Leviticus 16 may be one of the most significant chapters in the Bible, and many of us may have skipped right over it in our reading of Scripture. If you have, take another look. It’s the instructions for The Day of Atonement, or in Hebrew, Yom Kippur. And if you were part of the Mosaic Covenant community, your relationship with God depended on this day each year since your sins were atoned for by the blood of a goat. Of two goats involved in this day, Goat #1 was slain and its blood sprinkled by the high priest of Israel on the mercy seat inside the Holy of Holies. This was the inner workings of atonement for all people of the covenant community. But the high priest was the only human witness to God’s acceptance of blood of life as substitution for sin. What about a public display of the reality of atonement?
Hence the need for Goat #2. After the inner workings of atonement inside the sanctuary, the high priest came back outside, laid his hands on the live goat, and confessed the sins of all the covenant community. It was an act of transference of sin onto the head of another…in a very public manner. And then this second goat was led into the wilderness where it was released far away from the camp of people, carrying the people’s sins with it to a distant land. This live goat was known as “The Scapegoat.”

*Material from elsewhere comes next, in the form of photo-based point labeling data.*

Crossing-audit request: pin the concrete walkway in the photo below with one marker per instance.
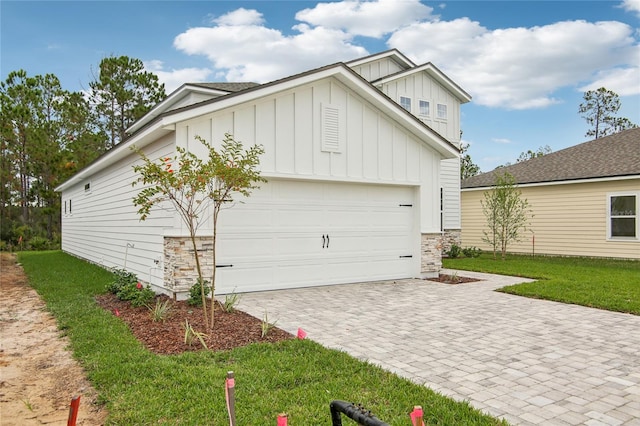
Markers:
(531, 362)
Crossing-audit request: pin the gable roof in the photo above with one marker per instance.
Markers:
(394, 54)
(183, 92)
(226, 86)
(612, 156)
(162, 120)
(434, 73)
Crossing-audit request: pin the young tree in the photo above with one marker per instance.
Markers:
(467, 167)
(233, 171)
(599, 109)
(122, 93)
(507, 213)
(192, 186)
(181, 181)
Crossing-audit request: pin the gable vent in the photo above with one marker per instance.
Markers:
(330, 128)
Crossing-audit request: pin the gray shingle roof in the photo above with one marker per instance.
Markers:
(227, 87)
(610, 156)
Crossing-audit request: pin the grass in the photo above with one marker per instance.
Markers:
(298, 377)
(609, 284)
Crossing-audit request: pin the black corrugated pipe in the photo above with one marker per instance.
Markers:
(354, 412)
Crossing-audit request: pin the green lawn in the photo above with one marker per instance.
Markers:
(600, 283)
(298, 377)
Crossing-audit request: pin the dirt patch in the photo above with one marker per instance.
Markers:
(453, 279)
(231, 329)
(38, 375)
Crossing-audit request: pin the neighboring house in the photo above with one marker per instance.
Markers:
(585, 200)
(357, 190)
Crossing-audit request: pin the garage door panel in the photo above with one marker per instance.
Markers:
(276, 240)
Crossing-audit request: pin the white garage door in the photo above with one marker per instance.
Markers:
(299, 233)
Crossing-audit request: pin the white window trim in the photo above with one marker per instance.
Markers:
(410, 102)
(637, 216)
(419, 113)
(436, 116)
(332, 128)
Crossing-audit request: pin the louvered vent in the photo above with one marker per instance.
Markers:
(330, 128)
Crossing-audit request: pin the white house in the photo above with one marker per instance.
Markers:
(362, 164)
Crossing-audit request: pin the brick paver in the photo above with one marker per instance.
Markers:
(531, 362)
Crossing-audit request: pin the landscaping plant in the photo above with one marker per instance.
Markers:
(192, 185)
(507, 213)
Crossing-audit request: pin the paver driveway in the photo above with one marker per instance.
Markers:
(529, 361)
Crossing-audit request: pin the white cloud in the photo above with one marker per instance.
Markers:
(520, 68)
(631, 6)
(250, 51)
(175, 78)
(366, 18)
(623, 81)
(240, 16)
(501, 140)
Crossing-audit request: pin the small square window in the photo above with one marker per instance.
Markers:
(442, 111)
(623, 216)
(424, 108)
(405, 103)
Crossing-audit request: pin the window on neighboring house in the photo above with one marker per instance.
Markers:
(442, 111)
(424, 108)
(405, 102)
(623, 216)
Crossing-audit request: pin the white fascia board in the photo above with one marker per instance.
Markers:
(117, 153)
(559, 182)
(393, 53)
(343, 74)
(436, 74)
(166, 104)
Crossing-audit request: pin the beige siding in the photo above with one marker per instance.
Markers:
(569, 219)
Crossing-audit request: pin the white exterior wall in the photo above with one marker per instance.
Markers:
(374, 149)
(380, 68)
(419, 86)
(103, 221)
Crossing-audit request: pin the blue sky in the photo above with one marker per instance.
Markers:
(525, 63)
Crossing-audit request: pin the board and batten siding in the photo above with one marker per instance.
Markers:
(569, 220)
(102, 224)
(372, 148)
(380, 68)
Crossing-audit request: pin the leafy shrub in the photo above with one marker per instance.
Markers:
(125, 286)
(471, 251)
(230, 302)
(121, 278)
(454, 251)
(195, 292)
(161, 311)
(39, 243)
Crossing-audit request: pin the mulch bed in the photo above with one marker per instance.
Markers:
(231, 330)
(450, 279)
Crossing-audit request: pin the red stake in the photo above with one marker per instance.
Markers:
(73, 411)
(416, 416)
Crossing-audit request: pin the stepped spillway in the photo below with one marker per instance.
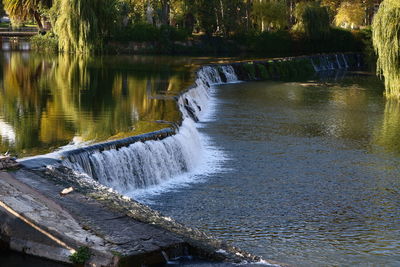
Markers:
(145, 161)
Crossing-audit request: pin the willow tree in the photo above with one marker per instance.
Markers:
(20, 10)
(386, 41)
(82, 25)
(350, 15)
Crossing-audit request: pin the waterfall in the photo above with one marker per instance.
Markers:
(141, 162)
(134, 164)
(332, 62)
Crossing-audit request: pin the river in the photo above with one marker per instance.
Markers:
(309, 177)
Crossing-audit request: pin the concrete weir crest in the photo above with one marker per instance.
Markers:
(37, 220)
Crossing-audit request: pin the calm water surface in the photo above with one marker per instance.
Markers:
(311, 178)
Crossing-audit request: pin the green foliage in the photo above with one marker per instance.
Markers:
(81, 25)
(274, 43)
(250, 70)
(350, 15)
(45, 43)
(271, 14)
(312, 20)
(385, 36)
(143, 32)
(262, 71)
(80, 256)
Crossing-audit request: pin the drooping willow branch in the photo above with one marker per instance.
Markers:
(386, 41)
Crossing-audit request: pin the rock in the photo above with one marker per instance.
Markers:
(66, 191)
(6, 162)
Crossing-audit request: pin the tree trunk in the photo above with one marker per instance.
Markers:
(38, 20)
(165, 6)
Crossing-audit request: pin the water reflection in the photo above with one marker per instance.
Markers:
(304, 183)
(388, 134)
(48, 101)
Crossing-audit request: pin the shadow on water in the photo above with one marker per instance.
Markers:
(51, 101)
(311, 177)
(14, 259)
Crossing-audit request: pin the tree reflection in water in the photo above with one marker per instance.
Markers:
(49, 101)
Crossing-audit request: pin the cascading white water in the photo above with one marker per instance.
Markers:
(141, 165)
(329, 63)
(144, 164)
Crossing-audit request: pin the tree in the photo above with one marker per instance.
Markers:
(385, 37)
(81, 25)
(272, 14)
(350, 15)
(311, 19)
(20, 10)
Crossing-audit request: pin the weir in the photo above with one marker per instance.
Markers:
(120, 231)
(148, 160)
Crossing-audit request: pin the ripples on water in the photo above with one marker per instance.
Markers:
(312, 176)
(50, 101)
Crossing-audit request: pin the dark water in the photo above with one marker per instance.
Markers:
(312, 175)
(48, 101)
(14, 259)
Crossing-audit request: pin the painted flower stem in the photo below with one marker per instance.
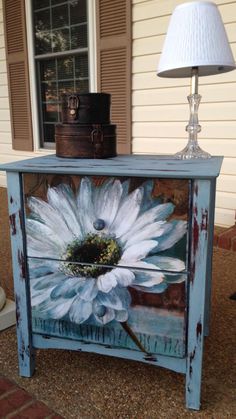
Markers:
(133, 337)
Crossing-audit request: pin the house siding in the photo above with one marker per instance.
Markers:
(160, 111)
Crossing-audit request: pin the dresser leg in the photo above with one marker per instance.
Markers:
(198, 277)
(20, 274)
(209, 259)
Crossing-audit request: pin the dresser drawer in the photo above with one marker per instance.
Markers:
(107, 259)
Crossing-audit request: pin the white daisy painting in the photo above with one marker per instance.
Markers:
(94, 251)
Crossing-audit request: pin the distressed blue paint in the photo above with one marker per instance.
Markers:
(158, 333)
(201, 239)
(20, 274)
(209, 259)
(134, 165)
(44, 342)
(197, 286)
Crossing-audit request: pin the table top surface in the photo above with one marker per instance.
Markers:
(122, 165)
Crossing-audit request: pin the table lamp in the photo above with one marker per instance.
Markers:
(196, 44)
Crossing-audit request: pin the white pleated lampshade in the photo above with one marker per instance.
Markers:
(196, 37)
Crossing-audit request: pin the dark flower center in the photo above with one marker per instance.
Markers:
(95, 250)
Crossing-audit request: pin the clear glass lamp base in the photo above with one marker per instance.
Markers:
(192, 151)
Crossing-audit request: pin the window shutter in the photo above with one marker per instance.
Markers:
(114, 64)
(18, 74)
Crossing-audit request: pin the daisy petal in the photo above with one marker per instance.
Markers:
(123, 276)
(148, 279)
(179, 229)
(157, 213)
(37, 297)
(108, 202)
(80, 310)
(61, 201)
(118, 299)
(88, 289)
(137, 251)
(166, 263)
(67, 289)
(106, 282)
(175, 279)
(41, 210)
(121, 315)
(127, 213)
(107, 317)
(151, 231)
(44, 235)
(55, 309)
(156, 289)
(47, 281)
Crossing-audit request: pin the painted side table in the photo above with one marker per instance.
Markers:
(114, 257)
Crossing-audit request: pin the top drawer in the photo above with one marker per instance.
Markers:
(104, 221)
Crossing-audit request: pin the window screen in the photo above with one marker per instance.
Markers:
(61, 54)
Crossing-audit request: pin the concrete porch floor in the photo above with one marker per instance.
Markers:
(88, 386)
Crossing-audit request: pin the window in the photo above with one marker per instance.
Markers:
(61, 56)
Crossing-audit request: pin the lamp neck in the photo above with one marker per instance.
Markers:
(194, 81)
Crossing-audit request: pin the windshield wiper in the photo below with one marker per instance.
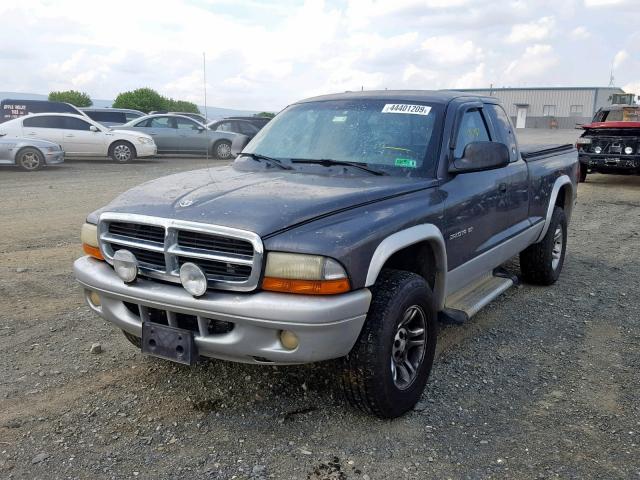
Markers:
(273, 161)
(328, 162)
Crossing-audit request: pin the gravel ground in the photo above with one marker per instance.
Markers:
(543, 383)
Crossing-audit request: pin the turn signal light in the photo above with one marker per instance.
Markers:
(92, 251)
(307, 287)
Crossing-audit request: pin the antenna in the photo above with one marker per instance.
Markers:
(204, 81)
(612, 80)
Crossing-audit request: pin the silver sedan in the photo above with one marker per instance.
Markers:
(29, 154)
(177, 134)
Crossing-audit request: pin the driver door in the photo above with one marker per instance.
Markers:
(475, 208)
(193, 137)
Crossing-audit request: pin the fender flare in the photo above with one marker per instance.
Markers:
(560, 182)
(406, 238)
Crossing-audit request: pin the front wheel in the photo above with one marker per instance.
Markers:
(222, 150)
(122, 152)
(541, 263)
(386, 371)
(30, 159)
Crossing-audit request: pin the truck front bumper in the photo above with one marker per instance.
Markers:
(327, 326)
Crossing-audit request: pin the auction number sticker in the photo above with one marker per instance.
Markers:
(406, 108)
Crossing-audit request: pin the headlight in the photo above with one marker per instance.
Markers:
(126, 265)
(193, 279)
(89, 239)
(307, 274)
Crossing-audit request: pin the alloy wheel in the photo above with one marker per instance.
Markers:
(408, 348)
(122, 153)
(30, 160)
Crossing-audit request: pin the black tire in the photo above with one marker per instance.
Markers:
(222, 150)
(541, 263)
(366, 376)
(122, 152)
(136, 341)
(30, 159)
(582, 173)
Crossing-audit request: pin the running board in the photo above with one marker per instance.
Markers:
(465, 303)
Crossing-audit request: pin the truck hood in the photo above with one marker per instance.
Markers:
(263, 202)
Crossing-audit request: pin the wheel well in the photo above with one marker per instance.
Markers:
(418, 258)
(21, 149)
(563, 200)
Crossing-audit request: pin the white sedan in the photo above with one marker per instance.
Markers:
(80, 136)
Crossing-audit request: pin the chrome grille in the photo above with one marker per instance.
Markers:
(230, 258)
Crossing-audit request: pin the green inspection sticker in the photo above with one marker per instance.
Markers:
(406, 162)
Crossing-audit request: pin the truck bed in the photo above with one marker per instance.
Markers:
(532, 153)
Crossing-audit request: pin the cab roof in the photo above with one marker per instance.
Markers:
(430, 96)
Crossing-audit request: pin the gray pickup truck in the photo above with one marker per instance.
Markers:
(347, 228)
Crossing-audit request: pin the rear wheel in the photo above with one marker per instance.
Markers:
(122, 152)
(30, 159)
(222, 150)
(386, 371)
(541, 263)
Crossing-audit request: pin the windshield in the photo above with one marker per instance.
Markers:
(398, 137)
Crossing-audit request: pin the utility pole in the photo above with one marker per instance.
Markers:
(204, 78)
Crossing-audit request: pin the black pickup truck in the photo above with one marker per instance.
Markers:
(611, 143)
(345, 229)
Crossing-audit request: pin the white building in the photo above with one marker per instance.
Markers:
(552, 107)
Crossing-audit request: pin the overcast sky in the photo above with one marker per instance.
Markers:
(263, 55)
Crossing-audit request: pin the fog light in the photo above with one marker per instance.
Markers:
(289, 340)
(126, 265)
(94, 298)
(193, 279)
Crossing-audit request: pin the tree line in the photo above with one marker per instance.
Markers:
(144, 99)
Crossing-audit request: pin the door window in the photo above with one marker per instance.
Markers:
(161, 122)
(71, 123)
(225, 127)
(472, 129)
(184, 124)
(247, 129)
(504, 129)
(44, 122)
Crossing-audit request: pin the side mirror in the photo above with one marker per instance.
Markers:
(479, 156)
(239, 142)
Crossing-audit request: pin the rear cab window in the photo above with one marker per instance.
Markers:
(473, 128)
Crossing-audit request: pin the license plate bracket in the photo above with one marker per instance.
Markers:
(170, 343)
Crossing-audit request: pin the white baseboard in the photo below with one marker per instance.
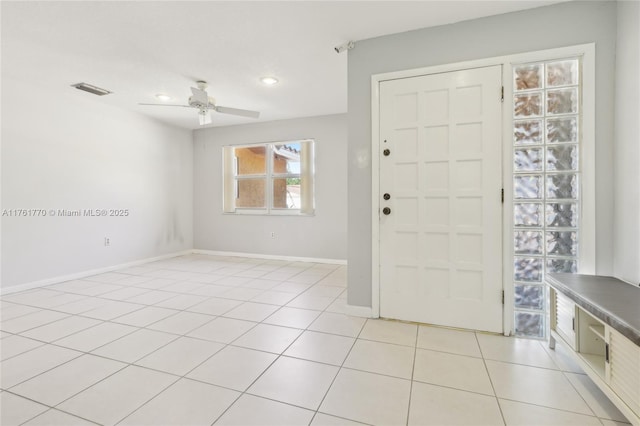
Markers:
(271, 257)
(88, 273)
(359, 311)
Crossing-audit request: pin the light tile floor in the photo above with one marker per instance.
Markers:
(202, 340)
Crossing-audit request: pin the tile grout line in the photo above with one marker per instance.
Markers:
(340, 368)
(486, 368)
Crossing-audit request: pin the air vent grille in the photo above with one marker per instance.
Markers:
(91, 89)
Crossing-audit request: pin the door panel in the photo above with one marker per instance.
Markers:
(440, 243)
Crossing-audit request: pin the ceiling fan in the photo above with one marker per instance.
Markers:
(205, 103)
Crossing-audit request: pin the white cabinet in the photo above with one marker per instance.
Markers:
(611, 359)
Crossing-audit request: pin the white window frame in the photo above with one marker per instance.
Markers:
(587, 263)
(230, 179)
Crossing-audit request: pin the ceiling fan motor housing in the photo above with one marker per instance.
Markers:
(196, 103)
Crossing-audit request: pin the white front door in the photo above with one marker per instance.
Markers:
(440, 179)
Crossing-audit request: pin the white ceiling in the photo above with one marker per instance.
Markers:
(140, 48)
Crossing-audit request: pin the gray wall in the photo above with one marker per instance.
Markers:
(323, 235)
(536, 29)
(627, 147)
(75, 152)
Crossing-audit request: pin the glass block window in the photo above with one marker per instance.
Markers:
(546, 179)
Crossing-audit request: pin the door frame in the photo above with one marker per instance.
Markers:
(587, 161)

So what do Israel’s goats from 3,000 years ago have to do with me? Look closely, and you will see anticipation of Jesus in each of these goats. When Jesus makes atonement for sin and I accept that atonement, there is an inner cleansing and covering by His blood (Goat #1). But the cross itself is a public display of the absorption and removal of my sin when He carries it away (Goat #2). Here’s how Karl Barth describes Jesus as our scapegoat:
What takes place in the crucifixion of Christ is that God’s Son takes to Himself that which must come to the creature existing in revolt, which wants to deliver itself from its creatureliness and itself be the Creator. He put Himself into this creature’s need and does not abandon it to itself. Moreover, He does not only help it from without and greet it only from afar off; He makes the misery of His creature His own. To what end? So that His creature may go out freely, so that the burden which it has laid upon itself may be borne, borne away. The creature itself must have gone to pieces, but God does not want that; He wants it to be saved. So great is the ruin of the creature that less than the self-surrender of God would not suffice for its rescue. But so great is God, that it is His will to render up Himself. Reconciliation means God taking man’s place.
God doesn’t order someone else to be the scapegoat, as many of us would do so someone else could take the fall for fault that we shared in. The only One completely without fault voluntarily becomes the scapegoat for His sinful, rebellious creations. Wow.